Le rêve américain de Carlos Tavares lui coûte son poste chez Renault
Pour ses 55 ans, Carlos Tavares s'était offert un coup d'éclat médiatique. Dans un entretien à Bloomberg publié le 14 août, le numéro deux de Renault s’estimait prêt pour prendre la tête d’un géant mondial de l’automobile. «Mon expérience devrait être bonne pour toute marque automobile, pourquoi pas General Motors? Je serais honoré de diriger une société comme GM», expliquait-il, sachant le numéro un, Carlos Ghosn, indéboulonnable et promis à un nouveau mandat de quatre ans au printemps 2014. Avec cette déclaration, le directeur général délégué aux opérations s’est mis hors-jeu.

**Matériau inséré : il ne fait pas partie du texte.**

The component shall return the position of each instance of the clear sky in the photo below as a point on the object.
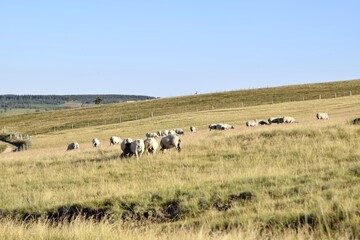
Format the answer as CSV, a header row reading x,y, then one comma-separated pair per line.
x,y
174,47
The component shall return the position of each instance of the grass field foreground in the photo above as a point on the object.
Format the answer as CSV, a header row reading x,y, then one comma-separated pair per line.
x,y
297,181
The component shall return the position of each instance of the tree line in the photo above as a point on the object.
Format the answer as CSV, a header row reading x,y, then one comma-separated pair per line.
x,y
52,102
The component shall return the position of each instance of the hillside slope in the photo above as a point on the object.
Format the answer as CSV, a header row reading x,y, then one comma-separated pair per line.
x,y
115,113
299,180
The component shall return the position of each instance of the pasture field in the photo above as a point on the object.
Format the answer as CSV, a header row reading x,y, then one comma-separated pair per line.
x,y
53,121
293,181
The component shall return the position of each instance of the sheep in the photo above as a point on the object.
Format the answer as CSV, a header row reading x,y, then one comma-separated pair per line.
x,y
322,116
137,147
73,146
179,131
151,134
170,141
220,126
125,147
96,142
114,140
151,145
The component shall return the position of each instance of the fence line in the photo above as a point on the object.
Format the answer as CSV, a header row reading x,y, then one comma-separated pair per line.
x,y
182,109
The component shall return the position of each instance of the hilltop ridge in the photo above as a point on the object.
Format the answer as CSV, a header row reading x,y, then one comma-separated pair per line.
x,y
120,112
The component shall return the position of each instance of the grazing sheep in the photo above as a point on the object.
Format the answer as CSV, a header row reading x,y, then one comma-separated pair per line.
x,y
170,141
322,116
151,145
125,147
288,119
151,134
251,123
96,142
114,140
73,146
220,126
276,120
137,147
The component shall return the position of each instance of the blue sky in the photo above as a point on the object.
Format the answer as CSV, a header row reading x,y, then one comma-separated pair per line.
x,y
171,48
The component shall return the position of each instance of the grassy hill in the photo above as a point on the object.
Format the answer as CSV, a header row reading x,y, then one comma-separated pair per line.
x,y
21,104
122,112
292,181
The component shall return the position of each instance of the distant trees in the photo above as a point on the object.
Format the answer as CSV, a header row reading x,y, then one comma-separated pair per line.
x,y
98,100
55,102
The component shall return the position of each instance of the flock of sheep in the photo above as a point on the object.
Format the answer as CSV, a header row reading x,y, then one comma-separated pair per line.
x,y
130,147
170,138
256,122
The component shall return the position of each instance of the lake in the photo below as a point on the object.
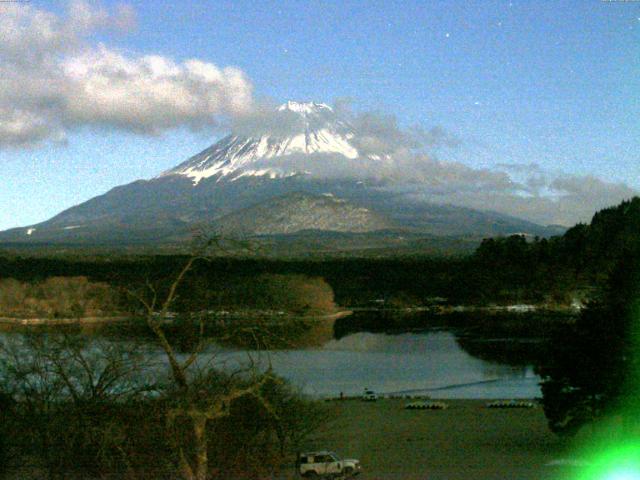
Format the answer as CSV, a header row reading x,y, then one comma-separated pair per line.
x,y
425,363
434,362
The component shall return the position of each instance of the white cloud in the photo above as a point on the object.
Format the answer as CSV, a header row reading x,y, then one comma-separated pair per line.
x,y
53,80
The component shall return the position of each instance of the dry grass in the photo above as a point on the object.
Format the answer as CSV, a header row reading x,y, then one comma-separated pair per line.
x,y
57,297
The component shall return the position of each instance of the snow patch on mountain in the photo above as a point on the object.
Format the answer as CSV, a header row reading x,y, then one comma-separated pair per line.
x,y
236,156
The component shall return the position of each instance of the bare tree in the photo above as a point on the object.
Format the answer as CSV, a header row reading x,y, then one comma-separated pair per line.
x,y
195,400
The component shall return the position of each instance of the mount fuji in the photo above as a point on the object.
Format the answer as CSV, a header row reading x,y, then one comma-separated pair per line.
x,y
291,174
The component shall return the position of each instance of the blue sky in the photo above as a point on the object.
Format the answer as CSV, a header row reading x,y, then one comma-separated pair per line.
x,y
552,83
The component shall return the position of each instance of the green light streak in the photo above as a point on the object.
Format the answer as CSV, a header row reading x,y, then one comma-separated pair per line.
x,y
615,463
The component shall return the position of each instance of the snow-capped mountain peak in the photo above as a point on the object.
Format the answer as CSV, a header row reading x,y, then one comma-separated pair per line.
x,y
304,107
315,130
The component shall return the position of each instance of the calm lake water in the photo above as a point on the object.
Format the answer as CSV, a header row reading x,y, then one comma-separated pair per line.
x,y
429,363
424,363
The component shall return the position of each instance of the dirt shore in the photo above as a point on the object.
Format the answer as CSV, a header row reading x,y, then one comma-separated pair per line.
x,y
466,441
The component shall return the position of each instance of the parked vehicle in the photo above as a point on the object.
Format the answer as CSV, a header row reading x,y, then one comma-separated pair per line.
x,y
369,395
325,464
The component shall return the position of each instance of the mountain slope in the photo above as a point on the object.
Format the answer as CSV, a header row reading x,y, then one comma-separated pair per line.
x,y
244,170
297,212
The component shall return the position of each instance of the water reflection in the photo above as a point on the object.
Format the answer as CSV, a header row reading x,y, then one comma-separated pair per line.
x,y
431,363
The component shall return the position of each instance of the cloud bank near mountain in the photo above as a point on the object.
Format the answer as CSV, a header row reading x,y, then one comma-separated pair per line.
x,y
409,164
54,80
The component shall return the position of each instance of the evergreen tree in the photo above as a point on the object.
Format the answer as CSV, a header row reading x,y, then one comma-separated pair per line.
x,y
593,364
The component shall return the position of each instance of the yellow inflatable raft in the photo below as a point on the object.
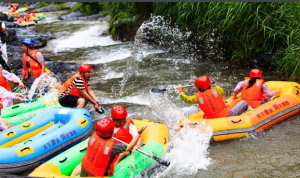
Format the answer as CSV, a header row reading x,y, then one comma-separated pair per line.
x,y
279,108
26,24
155,138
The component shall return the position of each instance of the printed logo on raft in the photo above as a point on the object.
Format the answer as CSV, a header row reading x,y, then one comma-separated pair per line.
x,y
270,110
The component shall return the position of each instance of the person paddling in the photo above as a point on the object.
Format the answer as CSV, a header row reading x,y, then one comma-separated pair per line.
x,y
33,62
102,150
210,101
254,90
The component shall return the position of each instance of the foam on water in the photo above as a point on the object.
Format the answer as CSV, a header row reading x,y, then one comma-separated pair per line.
x,y
139,99
99,57
112,75
88,37
47,86
188,148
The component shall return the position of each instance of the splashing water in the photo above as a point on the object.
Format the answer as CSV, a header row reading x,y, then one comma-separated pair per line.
x,y
161,33
47,86
189,152
136,55
188,148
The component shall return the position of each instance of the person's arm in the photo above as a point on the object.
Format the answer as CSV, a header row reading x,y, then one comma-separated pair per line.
x,y
237,89
135,139
133,132
88,97
23,74
43,67
41,60
267,92
188,99
12,77
92,95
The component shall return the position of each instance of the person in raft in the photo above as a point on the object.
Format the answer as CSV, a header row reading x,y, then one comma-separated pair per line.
x,y
27,17
102,150
4,94
210,100
33,62
124,130
253,88
6,76
75,92
20,20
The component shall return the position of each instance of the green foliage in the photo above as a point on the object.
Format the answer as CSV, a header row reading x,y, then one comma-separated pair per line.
x,y
43,4
243,29
76,7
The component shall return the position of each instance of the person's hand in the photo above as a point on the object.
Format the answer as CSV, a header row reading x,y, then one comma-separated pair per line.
x,y
19,95
180,89
277,91
142,130
21,84
19,98
96,107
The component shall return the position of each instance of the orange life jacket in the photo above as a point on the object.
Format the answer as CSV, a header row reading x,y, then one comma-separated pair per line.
x,y
252,95
123,133
3,81
28,18
212,104
34,65
97,156
73,91
20,20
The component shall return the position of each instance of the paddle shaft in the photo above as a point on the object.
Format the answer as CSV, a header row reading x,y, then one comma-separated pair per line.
x,y
160,161
156,90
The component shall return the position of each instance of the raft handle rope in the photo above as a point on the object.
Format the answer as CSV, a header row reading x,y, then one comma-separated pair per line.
x,y
236,121
61,161
25,149
83,149
156,90
160,161
26,125
11,132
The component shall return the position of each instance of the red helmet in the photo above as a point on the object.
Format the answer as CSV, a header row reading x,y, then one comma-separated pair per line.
x,y
255,73
118,112
105,127
85,68
202,82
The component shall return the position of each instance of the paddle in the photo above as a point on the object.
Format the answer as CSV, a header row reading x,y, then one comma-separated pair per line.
x,y
20,90
156,90
160,161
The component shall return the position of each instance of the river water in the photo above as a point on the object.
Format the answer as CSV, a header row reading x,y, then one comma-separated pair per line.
x,y
124,73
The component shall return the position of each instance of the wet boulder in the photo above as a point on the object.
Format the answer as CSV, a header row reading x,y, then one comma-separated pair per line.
x,y
71,16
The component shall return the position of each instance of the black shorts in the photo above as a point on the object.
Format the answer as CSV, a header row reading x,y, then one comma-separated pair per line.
x,y
69,101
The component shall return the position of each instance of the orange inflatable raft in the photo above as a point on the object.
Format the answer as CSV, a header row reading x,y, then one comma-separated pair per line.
x,y
279,108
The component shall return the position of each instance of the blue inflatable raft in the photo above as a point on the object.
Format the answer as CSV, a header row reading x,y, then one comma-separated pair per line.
x,y
33,142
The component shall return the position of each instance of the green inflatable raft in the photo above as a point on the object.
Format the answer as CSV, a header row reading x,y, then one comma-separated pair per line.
x,y
155,138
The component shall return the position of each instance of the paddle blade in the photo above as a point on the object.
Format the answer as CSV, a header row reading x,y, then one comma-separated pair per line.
x,y
161,161
156,90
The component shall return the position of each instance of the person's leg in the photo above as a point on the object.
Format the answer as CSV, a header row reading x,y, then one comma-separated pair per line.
x,y
7,102
121,156
76,171
69,101
80,103
239,108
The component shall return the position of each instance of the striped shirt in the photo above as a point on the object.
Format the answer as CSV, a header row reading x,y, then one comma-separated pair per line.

De retour de congés lundi, Carlos Ghosn a pris sans tarder la décision de débarquer son lieutenant. «D’un commun accord avec Renault, Carlos Tavares cesse à compter de ce jour d’exercer ses fonctions de directeur général délégué aux opérations de Renault, afin de poursuivre des projets personnels», souligne un communiqué du groupe diffusé hier à l’issue d’un conseil d’administration exceptionnel. Ses fonctions sont reprises par Carlos Ghosn lui-même, en attendant «une adaptation de l’organisation visant à renforcer les performances industrielles et commerciales» de Renault.
Après plus de trente ans au sein de l’alliance Renault-Nissan, Carlos Tavares peut-il espérer rejoindre un acteur américain? General Motors a restructuré la rémunération de son PDG, Dan Akerson, âgé de 64 ans, afin de prendre en compte la possibilité qu’il parte d’ici à trois ans, mais plusieurs candidats sérieux se bousculent en interne, dont le président des activités américaines Mark Reuss et Mary Barra, en charge du développement. Le groupe ne commente pas le départ de Carlos Tavares. Du côté de Ford, on réaffirme que la préférence du groupe va toujours à la promotion interne pour remplacer Alan Mulally, 68 ans.
Pour Renault, la difficulté consistera à remplacer un fin connaisseur du monde automobile au moment où le groupe tente de redresser sa rentabilité. L’une des avancées obtenues par Carlos Tavares, qui avait remplacé Patrick Pelata en 2011 à la suite de l’affaire d’espionnage interne, aura été l’accord de compétitivité dans les usines françaises signé avec les syndicats après six mois de négociations. Il n’aura en revanche pas réussi à contenir sa frustration individuelle, lui qui déclarait en avril dernier sur les ondes de BFM: «Chaque fois que Renault est aligné sur un objectif, chaque fois que Renault joue collectif, Renault gagne.»